- Music
- 20 Jun 05
Just as we’d grown used to eerie silence from The Posies morgue, Every Kind Of Light hits us like a Second Coming. And they’d managed to wrap the band up so nicely too, what with their last studio album Success being the logical conclusion to 1992’s debut Failure.
Just as we’d grown used to eerie silence from The Posies morgue, Every Kind Of Light hits us like a Second Coming. And they’d managed to wrap the band up so nicely too, what with their last studio album Success being the logical conclusion to 1992’s debut Failure.
Jon Auer and Ken Stringfellow, the songwriting kernel of The Posies, continue to wave the banner for power-pop. It is a baton they seized from Husker Du and Cheap Trick, and passed to Travis and Josh Rouse.
‘All In A Day’s Work’ is The Posies showing why they became a cult in the first place. Auer and Stringfellow have born-for-each-other voices and a rare genius for jangly pop. The combined effect is at once haunting, summer-tinged and breezy.
Driven by an urgent, lilting melody, the lead single 'Second Time Around' is a worthy cheerleader for the record.

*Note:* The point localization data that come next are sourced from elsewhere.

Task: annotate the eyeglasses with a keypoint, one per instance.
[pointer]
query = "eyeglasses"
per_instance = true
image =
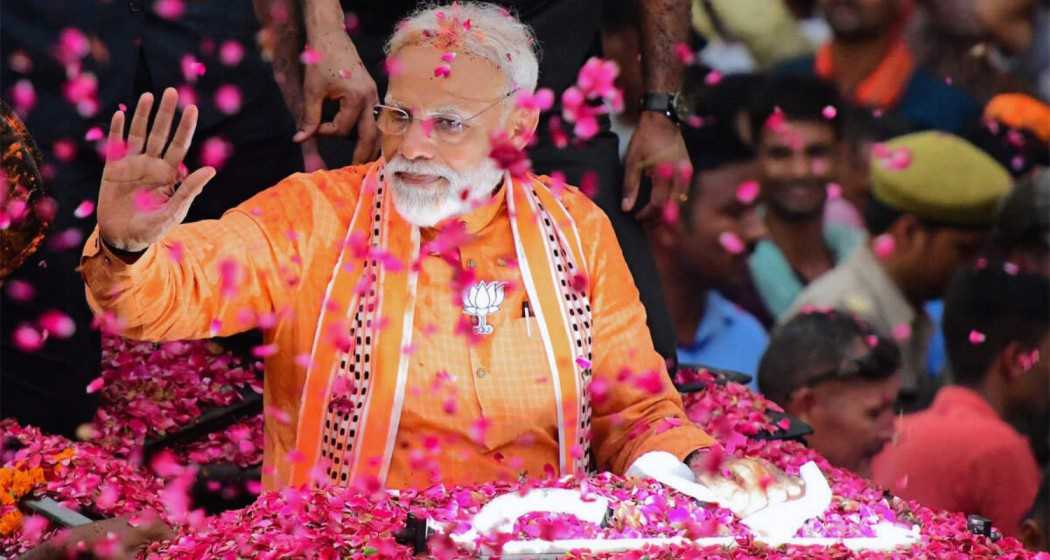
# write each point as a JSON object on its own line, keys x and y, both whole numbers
{"x": 879, "y": 363}
{"x": 446, "y": 127}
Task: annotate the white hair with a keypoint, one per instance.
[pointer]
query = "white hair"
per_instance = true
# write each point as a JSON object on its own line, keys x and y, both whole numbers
{"x": 483, "y": 29}
{"x": 426, "y": 206}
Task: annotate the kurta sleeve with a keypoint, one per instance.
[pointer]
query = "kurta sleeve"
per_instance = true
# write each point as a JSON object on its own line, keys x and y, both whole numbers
{"x": 214, "y": 276}
{"x": 636, "y": 408}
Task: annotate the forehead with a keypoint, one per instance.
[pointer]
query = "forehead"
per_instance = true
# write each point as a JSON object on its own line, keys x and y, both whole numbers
{"x": 473, "y": 80}
{"x": 800, "y": 133}
{"x": 869, "y": 392}
{"x": 717, "y": 186}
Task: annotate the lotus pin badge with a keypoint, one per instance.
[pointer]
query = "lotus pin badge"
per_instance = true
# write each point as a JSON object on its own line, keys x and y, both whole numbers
{"x": 483, "y": 299}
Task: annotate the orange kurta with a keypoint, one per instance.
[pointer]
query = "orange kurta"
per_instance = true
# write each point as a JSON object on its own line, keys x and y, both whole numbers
{"x": 286, "y": 242}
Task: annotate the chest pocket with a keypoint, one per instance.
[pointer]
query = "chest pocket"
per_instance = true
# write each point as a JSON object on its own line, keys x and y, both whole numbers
{"x": 512, "y": 381}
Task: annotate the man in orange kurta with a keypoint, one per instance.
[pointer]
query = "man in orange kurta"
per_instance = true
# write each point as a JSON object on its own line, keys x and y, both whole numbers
{"x": 374, "y": 372}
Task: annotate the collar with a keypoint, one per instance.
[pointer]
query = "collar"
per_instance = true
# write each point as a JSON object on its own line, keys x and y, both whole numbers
{"x": 476, "y": 220}
{"x": 956, "y": 397}
{"x": 882, "y": 88}
{"x": 889, "y": 299}
{"x": 717, "y": 317}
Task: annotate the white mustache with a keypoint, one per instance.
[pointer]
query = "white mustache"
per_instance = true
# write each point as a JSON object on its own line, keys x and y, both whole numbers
{"x": 400, "y": 165}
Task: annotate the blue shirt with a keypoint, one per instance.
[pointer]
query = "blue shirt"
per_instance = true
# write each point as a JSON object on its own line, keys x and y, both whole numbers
{"x": 728, "y": 337}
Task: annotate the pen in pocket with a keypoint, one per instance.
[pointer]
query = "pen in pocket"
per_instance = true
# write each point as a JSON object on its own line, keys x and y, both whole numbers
{"x": 526, "y": 311}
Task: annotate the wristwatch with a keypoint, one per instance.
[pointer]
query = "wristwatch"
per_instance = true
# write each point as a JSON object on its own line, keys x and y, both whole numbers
{"x": 664, "y": 103}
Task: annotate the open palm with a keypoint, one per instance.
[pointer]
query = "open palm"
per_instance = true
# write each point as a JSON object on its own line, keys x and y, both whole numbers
{"x": 141, "y": 196}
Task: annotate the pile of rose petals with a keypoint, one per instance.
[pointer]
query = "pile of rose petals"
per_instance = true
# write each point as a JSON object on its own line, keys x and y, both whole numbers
{"x": 92, "y": 481}
{"x": 151, "y": 390}
{"x": 333, "y": 522}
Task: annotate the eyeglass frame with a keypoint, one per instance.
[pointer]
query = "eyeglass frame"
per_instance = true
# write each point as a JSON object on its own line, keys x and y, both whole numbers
{"x": 378, "y": 107}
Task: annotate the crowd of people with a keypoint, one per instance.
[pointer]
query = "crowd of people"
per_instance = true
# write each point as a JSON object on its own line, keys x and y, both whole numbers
{"x": 846, "y": 200}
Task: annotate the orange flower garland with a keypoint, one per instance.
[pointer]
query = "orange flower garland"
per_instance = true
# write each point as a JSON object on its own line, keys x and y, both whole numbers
{"x": 16, "y": 482}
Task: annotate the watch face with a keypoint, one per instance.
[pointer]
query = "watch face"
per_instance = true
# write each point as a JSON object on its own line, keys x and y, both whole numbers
{"x": 678, "y": 107}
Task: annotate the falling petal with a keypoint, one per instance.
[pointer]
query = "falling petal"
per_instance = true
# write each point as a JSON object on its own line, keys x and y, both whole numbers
{"x": 732, "y": 243}
{"x": 58, "y": 324}
{"x": 96, "y": 385}
{"x": 748, "y": 191}
{"x": 93, "y": 133}
{"x": 310, "y": 56}
{"x": 27, "y": 338}
{"x": 393, "y": 66}
{"x": 685, "y": 53}
{"x": 169, "y": 9}
{"x": 214, "y": 151}
{"x": 228, "y": 99}
{"x": 84, "y": 209}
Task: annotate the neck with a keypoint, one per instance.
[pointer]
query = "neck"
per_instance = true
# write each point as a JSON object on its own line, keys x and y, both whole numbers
{"x": 854, "y": 60}
{"x": 797, "y": 241}
{"x": 690, "y": 296}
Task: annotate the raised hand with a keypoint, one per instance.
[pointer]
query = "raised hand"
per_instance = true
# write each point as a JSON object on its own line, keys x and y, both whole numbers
{"x": 339, "y": 75}
{"x": 746, "y": 484}
{"x": 141, "y": 196}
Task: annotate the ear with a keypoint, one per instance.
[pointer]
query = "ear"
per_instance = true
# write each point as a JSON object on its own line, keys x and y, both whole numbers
{"x": 1014, "y": 361}
{"x": 522, "y": 125}
{"x": 663, "y": 235}
{"x": 908, "y": 234}
{"x": 801, "y": 402}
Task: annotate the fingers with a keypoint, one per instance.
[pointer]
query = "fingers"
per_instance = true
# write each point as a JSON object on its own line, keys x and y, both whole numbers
{"x": 343, "y": 121}
{"x": 311, "y": 116}
{"x": 632, "y": 181}
{"x": 162, "y": 123}
{"x": 191, "y": 186}
{"x": 116, "y": 136}
{"x": 140, "y": 124}
{"x": 683, "y": 179}
{"x": 368, "y": 139}
{"x": 184, "y": 137}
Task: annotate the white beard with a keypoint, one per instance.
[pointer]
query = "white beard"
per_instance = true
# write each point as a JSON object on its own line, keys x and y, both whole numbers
{"x": 427, "y": 206}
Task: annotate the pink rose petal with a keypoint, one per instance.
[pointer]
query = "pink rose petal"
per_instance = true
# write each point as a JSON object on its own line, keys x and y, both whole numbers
{"x": 228, "y": 99}
{"x": 883, "y": 246}
{"x": 732, "y": 243}
{"x": 748, "y": 191}
{"x": 96, "y": 385}
{"x": 84, "y": 209}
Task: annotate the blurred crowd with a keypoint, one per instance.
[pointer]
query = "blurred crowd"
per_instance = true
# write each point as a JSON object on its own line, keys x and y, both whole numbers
{"x": 846, "y": 200}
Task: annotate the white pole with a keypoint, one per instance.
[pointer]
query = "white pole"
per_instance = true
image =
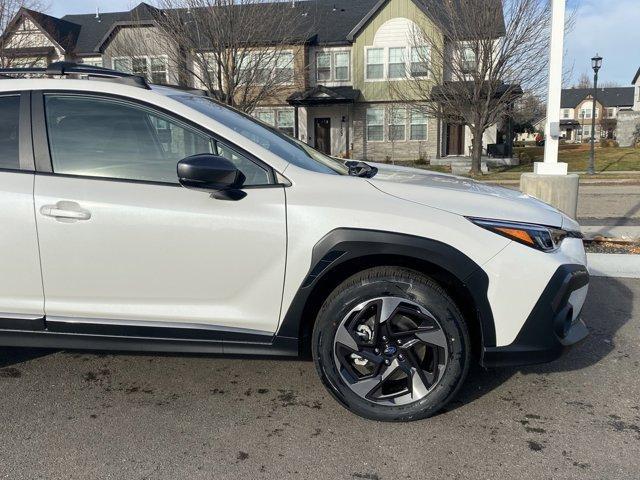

But there are plenty of new angles here too. For the first time, the backing band contribute to the songwriting, leading The Posies into rewarding, uncharted territory.
‘Could He Treat You Better?’ recalls the stoned majesty of Hendrix’s ‘Wind Cries Mary’; ‘Sweethearts Of Rodeo Drive’ is, in the context of a Posies' album, extravagantly intricate.
Every Kind Of Light is by no means the definitive Posies record. Nevertheless, it will keep their home fires burning.